The conditional score has a simple form:

\[ \nabla_x \log q(x_t \mid x_0) = -\frac{x_t - \sqrt{\bar{\alpha}_t} x_0}{1 - \bar{\alpha}_t} = -\frac{\epsilon}{\sqrt{1-\bar{\alpha}_t}} \]

In practice, we predict noise instead of score:

\[ \epsilon_\theta(x_t, t) \approx \epsilon \]

Relationship:

\[ s_\theta(x_t, t) = -\frac{\epsilon_\theta(x_t, t)}{\sqrt{1-\bar{\alpha}_t}} \]

DDPM Training Loss

The standard DDPM loss is:

\[ \mathcal{L}_{\text{simple}} = \mathbb{E}_{t, x_0, \epsilon} \left[ \left\| \epsilon_\theta(x_t, t) - \epsilon \right\|^2 \right] \]

Why this works: 1. Equivalent to score matching with specific weighting \(\lambda(t) = 1\) 2. Simpler to implement (predict noise, not score) 3. Better empirical performance


Training Algorithm

Pseudocode

# Training loop for VP-SDE diffusion model

for epoch in range(num_epochs):
    for batch in dataloader:
        x_0 = batch  # Clean data samples

        # 1. Sample random timesteps
        t = torch.rand(batch_size) * T  # t ∈ [0, T]

        # 2. Sample noise
        epsilon = torch.randn_like(x_0)

        # 3. Compute α̅_t (cumulative product)
        alpha_bar_t = compute_alpha_bar(t)  # exp(-∫₀ᵗ β(s)ds)
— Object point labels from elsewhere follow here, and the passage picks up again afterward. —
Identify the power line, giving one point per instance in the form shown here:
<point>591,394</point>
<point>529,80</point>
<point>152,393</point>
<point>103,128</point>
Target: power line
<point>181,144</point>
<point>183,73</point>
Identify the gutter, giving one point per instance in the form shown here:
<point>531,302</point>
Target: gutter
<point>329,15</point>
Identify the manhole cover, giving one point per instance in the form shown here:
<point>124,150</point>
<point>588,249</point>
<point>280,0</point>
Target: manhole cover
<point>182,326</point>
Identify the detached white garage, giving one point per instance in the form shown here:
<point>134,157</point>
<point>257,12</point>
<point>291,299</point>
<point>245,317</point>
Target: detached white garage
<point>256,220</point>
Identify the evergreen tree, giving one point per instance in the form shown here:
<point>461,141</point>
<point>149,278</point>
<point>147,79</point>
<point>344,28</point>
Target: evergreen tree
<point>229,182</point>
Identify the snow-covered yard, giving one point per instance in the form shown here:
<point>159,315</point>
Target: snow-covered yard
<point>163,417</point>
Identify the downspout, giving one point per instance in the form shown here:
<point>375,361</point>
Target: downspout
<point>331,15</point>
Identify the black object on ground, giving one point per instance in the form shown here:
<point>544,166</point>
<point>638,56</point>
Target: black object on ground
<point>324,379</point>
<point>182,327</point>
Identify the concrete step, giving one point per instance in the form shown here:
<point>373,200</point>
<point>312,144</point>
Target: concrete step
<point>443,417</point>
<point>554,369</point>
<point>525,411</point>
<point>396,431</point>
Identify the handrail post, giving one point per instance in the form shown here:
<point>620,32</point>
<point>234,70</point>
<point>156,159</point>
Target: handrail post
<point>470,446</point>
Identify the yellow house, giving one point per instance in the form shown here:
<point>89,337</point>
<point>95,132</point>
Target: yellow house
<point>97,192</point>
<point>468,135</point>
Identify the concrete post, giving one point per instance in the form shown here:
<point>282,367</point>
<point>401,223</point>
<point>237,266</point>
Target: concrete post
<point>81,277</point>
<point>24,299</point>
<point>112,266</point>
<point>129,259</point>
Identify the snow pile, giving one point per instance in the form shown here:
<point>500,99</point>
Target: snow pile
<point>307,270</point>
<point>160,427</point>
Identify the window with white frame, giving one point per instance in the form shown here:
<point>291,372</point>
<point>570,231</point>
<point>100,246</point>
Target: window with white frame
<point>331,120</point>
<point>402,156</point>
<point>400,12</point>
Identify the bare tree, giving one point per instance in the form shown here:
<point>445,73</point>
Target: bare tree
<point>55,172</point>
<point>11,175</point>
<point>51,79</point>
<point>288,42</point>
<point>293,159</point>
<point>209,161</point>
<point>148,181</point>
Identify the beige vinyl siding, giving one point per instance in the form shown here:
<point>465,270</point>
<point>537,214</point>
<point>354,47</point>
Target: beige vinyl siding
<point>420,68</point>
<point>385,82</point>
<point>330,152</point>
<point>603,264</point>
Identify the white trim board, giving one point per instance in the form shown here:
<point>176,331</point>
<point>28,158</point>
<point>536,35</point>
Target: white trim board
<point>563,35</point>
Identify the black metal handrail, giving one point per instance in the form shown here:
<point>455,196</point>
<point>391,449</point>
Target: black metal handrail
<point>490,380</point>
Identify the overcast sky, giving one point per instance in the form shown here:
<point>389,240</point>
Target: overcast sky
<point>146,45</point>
        # 4. Create noisy samples (closed-form!)
        x_t = sqrt(alpha_bar_t) * x_0 + sqrt(1 - alpha_bar_t) * epsilon

        # 5. Predict noise
        epsilon_pred = model(x_t, t)

        # 6. Compute loss
        loss = F.mse_loss(epsilon_pred, epsilon)

        # 7. Update model
        loss.backward()
        optimizer.step()
        optimizer.zero_grad()

Key observation: Step 4 uses the closed-form solution — no SDE solver!

PyTorch Implementation

import torch
import torch.nn as nn
import torch.nn.functional as F

class DiffusionTrainer:
    def __init__(self, model, beta_schedule, T=1.0):
        self.model = model
        self.T = T

        # Precompute α̅_t for efficiency
        # In continuous time: α̅(t) = exp(-∫₀ᵗ β(s)ds)
        # For linear schedule: β(t) = β_min + t(β_max - β_min)
        self.beta_min = beta_schedule['beta_min']
        self.beta_max = beta_schedule['beta_max']
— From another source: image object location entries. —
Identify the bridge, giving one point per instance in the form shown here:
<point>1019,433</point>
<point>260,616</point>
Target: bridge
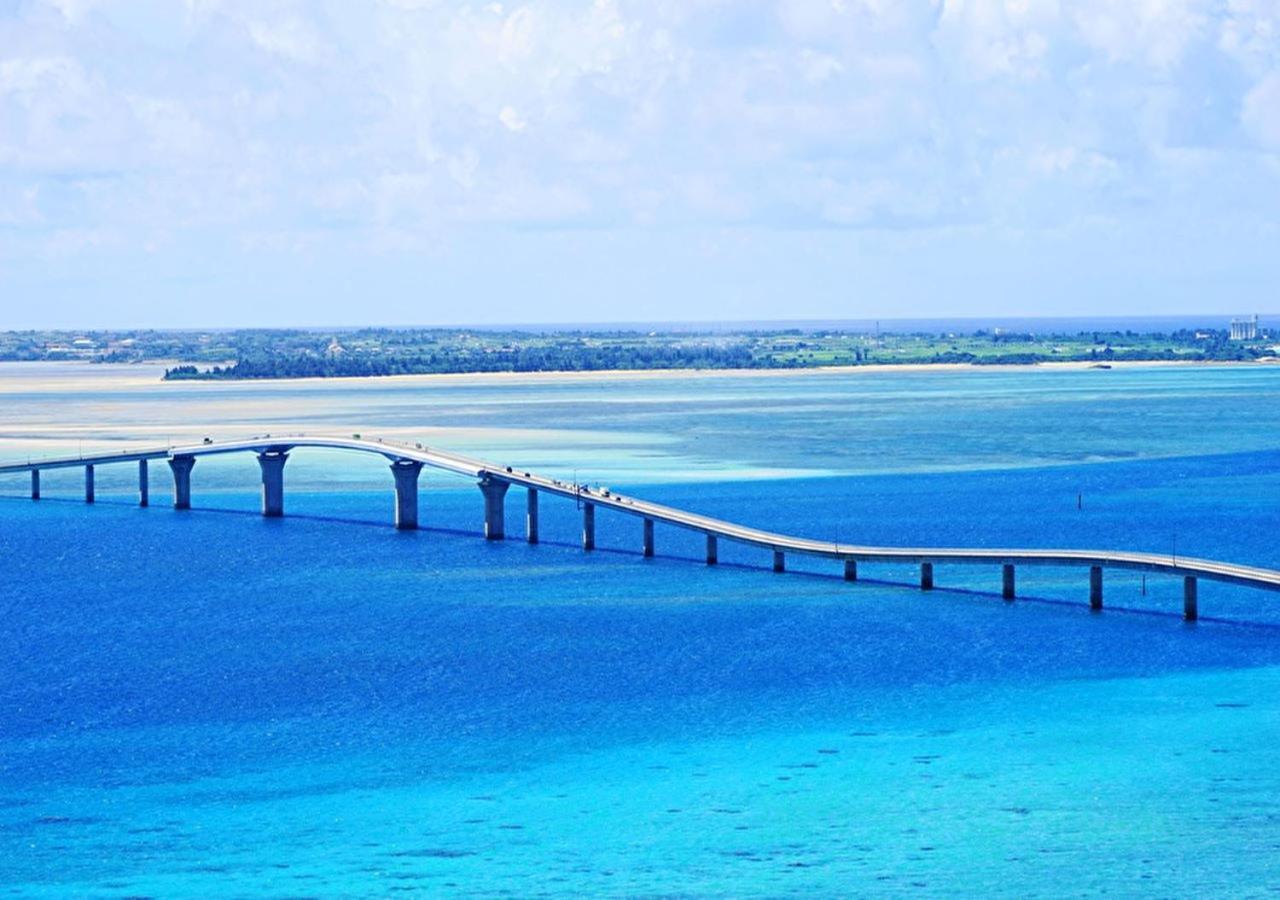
<point>407,460</point>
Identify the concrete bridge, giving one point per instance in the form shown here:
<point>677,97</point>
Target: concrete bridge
<point>494,482</point>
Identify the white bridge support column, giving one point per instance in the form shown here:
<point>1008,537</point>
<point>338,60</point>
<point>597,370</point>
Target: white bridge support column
<point>272,464</point>
<point>406,471</point>
<point>589,526</point>
<point>531,516</point>
<point>181,467</point>
<point>494,508</point>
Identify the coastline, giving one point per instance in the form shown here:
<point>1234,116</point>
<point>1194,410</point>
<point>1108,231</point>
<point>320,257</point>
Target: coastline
<point>68,373</point>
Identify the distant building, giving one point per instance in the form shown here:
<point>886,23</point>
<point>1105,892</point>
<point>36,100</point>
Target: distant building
<point>1244,329</point>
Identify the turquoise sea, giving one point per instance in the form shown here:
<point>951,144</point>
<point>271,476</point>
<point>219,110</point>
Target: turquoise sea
<point>210,703</point>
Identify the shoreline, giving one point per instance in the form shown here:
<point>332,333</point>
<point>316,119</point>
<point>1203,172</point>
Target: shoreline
<point>83,369</point>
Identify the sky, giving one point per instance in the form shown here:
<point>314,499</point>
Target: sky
<point>238,163</point>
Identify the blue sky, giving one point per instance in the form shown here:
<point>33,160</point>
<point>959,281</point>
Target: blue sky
<point>421,161</point>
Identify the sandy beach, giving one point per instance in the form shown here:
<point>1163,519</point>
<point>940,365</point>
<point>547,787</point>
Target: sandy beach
<point>36,377</point>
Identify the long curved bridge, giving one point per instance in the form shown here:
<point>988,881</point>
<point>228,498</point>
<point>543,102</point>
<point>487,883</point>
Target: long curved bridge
<point>407,461</point>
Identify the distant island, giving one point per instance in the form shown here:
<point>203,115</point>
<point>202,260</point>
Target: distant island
<point>263,353</point>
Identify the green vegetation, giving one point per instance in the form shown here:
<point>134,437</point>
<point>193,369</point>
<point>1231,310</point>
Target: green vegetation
<point>382,351</point>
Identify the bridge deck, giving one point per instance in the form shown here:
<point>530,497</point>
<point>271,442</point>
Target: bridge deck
<point>1212,570</point>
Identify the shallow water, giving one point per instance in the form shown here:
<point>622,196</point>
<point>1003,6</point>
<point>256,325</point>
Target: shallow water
<point>209,702</point>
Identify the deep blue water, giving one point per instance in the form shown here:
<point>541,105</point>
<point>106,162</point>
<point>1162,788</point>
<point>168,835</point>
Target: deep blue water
<point>211,703</point>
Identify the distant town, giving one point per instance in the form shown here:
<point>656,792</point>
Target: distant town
<point>254,353</point>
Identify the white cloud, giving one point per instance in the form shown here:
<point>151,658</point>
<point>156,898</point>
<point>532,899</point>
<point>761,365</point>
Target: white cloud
<point>512,119</point>
<point>393,115</point>
<point>1261,112</point>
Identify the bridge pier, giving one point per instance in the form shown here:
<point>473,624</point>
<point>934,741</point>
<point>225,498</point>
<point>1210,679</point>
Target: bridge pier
<point>406,471</point>
<point>272,462</point>
<point>589,526</point>
<point>182,466</point>
<point>494,508</point>
<point>531,516</point>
    def compute_alpha_bar(self, t):
        """Compute α̅_t = exp(-∫₀ᵗ β(s)ds) for linear schedule."""
        # For β(s) = β_min + s(β_max - β_min):
        # ∫₀ᵗ β(s)ds = β_min*t + (β_max - β_min)*t²/2
        integral = self.beta_min * t + 0.5 * (self.beta_max - self.beta_min) * t**2
        return torch.exp(-integral)

    def training_step(self, x_0):
        """Single training step."""
        batch_size = x_0.shape[0]

        # Sample timesteps uniformly
        t = torch.rand(batch_size, device=x_0.device) * self.T

        # Sample noise
        epsilon = torch.randn_like(x_0)

        # Compute α̅_t
        alpha_bar_t = self.compute_alpha_bar(t)
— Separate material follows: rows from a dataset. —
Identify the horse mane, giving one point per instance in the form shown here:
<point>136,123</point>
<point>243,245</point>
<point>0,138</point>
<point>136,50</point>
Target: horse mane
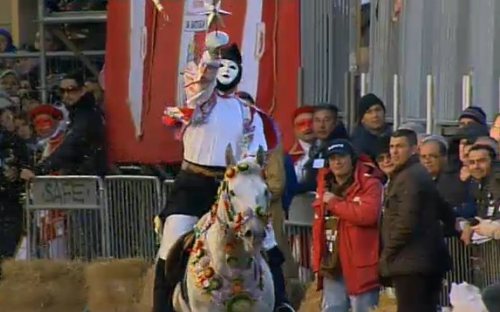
<point>253,166</point>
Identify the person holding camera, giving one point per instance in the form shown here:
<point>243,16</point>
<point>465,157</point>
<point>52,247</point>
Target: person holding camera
<point>346,230</point>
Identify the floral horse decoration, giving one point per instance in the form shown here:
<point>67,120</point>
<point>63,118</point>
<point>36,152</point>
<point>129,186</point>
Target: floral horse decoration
<point>225,267</point>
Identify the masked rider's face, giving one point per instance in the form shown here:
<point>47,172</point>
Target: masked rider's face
<point>228,72</point>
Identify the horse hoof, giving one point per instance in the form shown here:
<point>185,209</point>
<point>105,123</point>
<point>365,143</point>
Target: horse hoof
<point>284,307</point>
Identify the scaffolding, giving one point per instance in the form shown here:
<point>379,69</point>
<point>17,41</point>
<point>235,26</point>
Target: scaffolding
<point>58,18</point>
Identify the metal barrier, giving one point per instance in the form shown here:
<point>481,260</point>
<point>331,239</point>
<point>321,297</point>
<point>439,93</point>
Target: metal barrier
<point>462,269</point>
<point>300,239</point>
<point>66,218</point>
<point>166,189</point>
<point>133,202</point>
<point>487,264</point>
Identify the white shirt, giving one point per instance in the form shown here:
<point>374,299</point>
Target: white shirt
<point>205,144</point>
<point>299,164</point>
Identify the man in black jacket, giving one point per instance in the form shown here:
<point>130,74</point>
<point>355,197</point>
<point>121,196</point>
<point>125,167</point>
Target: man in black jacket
<point>414,253</point>
<point>13,156</point>
<point>82,152</point>
<point>326,127</point>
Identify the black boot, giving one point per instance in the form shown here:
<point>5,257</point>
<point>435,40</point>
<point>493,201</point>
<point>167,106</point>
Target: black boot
<point>275,260</point>
<point>163,290</point>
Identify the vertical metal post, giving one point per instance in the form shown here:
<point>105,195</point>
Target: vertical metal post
<point>395,89</point>
<point>364,84</point>
<point>430,105</point>
<point>498,103</point>
<point>300,87</point>
<point>466,91</point>
<point>43,57</point>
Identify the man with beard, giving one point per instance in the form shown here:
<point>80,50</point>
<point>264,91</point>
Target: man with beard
<point>82,150</point>
<point>304,135</point>
<point>13,156</point>
<point>213,119</point>
<point>414,253</point>
<point>372,125</point>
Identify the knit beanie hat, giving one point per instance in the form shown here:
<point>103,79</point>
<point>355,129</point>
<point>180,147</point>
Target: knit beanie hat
<point>366,102</point>
<point>474,112</point>
<point>382,146</point>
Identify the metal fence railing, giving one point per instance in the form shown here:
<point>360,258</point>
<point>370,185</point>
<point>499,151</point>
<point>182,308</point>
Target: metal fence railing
<point>300,239</point>
<point>85,217</point>
<point>166,189</point>
<point>132,203</point>
<point>475,264</point>
<point>65,218</point>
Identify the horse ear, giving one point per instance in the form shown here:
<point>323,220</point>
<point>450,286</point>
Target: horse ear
<point>261,156</point>
<point>230,159</point>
        # Reshape for broadcasting
        alpha_bar_t = alpha_bar_t.view(-1, 1, 1, 1)  # For images

        # Create noisy samples (closed-form marginal)
        sqrt_alpha_bar_t = torch.sqrt(alpha_bar_t)
        sqrt_one_minus_alpha_bar_t = torch.sqrt(1 - alpha_bar_t)
        x_t = sqrt_alpha_bar_t * x_0 + sqrt_one_minus_alpha_bar_t * epsilon

        # Predict noise
        epsilon_pred = self.model(x_t, t)

        # Compute loss
        loss = F.mse_loss(epsilon_pred, epsilon)

        return loss

# Usage
model = UNet(...)  # Your noise prediction network
trainer = DiffusionTrainer(
    model=model,
    beta_schedule={'beta_min': 0.1, 'beta_max': 20.0},
    T=1.0
)

optimizer = torch.optim.Adam(model.parameters(), lr=1e-4)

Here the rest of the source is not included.